As it turns out, Palms sounds exactly how you’d expect it to, but that ain’t no bad thing. Imagine Moreno lending his voice to the more mellow parts of the last two Isis albums and you’re halfway there; already sounds pretty fucking glorious, doesn’t it? The music possesses that same utterly gorgeous, tidal ebb and flow that Isis embodied at their best, and yet at the same time is infused with an utterly unique character thanks to Moreno’s vocals. His work here is perhaps a bit more subdued than what he does with Deftones, but it’s still plenty rich with pathos. It’s a combination that keeps the album compelling across its six lengthy tracks in spite of the album’s largely laid back nature.

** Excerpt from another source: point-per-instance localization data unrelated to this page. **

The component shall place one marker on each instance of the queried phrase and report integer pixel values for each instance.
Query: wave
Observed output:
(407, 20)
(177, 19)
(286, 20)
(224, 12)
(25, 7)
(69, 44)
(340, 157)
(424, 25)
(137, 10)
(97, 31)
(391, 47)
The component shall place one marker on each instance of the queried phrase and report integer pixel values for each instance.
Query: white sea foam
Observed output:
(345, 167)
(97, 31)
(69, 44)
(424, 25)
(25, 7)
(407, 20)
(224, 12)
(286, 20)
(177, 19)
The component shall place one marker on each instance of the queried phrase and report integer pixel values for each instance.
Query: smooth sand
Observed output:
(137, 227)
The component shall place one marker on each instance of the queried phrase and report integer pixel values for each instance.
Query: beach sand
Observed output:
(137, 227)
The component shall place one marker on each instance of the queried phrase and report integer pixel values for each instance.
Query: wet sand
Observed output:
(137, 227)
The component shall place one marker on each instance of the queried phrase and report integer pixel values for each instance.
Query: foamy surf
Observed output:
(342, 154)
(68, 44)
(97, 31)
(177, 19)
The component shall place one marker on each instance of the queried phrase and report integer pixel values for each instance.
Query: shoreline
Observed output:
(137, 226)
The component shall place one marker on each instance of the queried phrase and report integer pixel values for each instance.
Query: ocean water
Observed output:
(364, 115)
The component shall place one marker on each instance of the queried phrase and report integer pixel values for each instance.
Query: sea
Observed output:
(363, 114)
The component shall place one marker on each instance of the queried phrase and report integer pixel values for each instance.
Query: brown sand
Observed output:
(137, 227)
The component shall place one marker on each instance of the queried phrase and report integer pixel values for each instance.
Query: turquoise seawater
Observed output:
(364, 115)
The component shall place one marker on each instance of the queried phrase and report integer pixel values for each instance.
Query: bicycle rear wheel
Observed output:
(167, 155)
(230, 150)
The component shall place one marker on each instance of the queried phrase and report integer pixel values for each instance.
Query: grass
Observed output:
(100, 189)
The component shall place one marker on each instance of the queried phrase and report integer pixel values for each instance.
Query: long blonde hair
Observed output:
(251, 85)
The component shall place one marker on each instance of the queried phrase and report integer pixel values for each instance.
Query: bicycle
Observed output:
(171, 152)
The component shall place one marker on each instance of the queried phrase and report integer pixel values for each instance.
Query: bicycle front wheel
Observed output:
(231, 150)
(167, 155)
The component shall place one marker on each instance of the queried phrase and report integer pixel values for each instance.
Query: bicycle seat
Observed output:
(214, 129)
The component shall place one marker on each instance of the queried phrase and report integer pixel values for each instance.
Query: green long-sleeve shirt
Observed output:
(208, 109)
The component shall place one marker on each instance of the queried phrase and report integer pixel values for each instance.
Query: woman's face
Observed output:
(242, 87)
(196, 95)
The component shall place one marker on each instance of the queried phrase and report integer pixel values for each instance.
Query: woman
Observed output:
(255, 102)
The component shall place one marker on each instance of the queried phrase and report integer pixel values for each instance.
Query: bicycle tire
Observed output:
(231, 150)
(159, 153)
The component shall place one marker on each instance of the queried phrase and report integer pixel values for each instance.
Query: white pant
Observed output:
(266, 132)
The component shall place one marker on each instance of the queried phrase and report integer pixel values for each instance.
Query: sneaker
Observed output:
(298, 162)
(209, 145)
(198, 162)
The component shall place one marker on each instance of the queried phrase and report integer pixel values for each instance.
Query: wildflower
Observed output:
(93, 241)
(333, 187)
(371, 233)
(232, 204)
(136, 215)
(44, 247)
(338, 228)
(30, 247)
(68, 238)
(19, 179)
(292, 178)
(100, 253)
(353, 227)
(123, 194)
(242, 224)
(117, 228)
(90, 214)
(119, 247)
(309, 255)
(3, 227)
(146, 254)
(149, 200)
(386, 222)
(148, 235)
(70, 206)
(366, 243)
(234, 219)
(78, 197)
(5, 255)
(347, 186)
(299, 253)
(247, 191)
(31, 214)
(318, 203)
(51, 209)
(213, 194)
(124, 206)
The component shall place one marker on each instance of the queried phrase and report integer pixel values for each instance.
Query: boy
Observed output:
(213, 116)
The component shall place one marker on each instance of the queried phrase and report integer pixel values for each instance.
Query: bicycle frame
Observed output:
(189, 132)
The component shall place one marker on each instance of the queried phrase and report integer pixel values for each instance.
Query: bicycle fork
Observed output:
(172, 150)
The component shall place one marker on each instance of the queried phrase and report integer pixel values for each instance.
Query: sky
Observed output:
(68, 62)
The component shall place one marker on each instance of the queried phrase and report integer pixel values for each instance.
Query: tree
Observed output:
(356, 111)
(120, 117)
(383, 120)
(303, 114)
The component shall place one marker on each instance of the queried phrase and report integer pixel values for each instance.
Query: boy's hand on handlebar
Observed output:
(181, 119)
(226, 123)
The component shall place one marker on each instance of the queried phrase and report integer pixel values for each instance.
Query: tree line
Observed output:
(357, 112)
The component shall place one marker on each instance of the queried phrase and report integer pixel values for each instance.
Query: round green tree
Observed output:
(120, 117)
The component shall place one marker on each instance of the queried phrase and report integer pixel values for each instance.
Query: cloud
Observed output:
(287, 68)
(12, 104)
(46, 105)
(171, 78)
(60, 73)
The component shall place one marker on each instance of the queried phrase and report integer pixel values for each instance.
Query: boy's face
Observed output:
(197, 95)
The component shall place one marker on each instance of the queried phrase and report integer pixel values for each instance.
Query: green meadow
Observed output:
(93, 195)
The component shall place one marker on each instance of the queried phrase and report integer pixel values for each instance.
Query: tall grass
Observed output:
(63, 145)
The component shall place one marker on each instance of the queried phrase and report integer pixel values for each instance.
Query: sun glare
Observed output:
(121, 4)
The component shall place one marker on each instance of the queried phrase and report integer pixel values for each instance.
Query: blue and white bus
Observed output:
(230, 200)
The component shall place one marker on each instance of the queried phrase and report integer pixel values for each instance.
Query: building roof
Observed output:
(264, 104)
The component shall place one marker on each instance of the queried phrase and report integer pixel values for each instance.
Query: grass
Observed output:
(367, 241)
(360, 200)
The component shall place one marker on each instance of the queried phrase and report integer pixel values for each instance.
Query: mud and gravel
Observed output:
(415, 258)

In fact, for coming from current and former members of two bands who are considered to be at the forefront of modern metal, there isn’t much metal if any at all to be found on Palms. Elements of post rock and shoegaze are the dominant forces here, and it’s a pleasure to hear these guys not worrying about being heavy and fully getting their My Bloody Valentine/Slowdive mojo working. I said a similar thing recently in regards to Deafheaven’s Sunbather; the two bands occupy similar sonic territory, but Palms are far less scathing, the ethereal comedown to Deafheaven’s abrasive musical vertigo.
Comparisons aside, Palms are already experts at painting pictures with music, and provided you’re willing to the let the soundscape they create here envelop you fully, you’re liable to be inundated with hazy visions of the West Coast. In fact, if the album reminds me of one thing, it’s driving in California in the middle of the night. Maybe it’s simply the fact that the band hails from the golden state, or perhaps it’s the sunset scene that graces the album’s cover, but I think there’s more to it than that. It’s hard for me to explain, probably because I’ve never lived there for longer than six months, but songs like “Mission Sunset” and “Tropics” have a breezy quality to them that just feels like California. Listening to Palms makes me wish I was there even more than usual.
Palms is an exciting new chapter for both Moreno and Caxide/Harris/Clifford-Meyer and my go-to chillout album of 2013. It likely won’t surprise any diehard fans of Isis or Deftones, but it’ll surely please the hell out of them, and there’s a lot to be said for that. But what might be most significant is the way in which it opens up a world of possibilities for these musicians; one could see them getting heavier with their next release, but one could also just as easily see them getting more mellow and ambient, or something somewhere in between. Whatever the case, if this stunning debut is anything to go by, I’ll be along for the ride.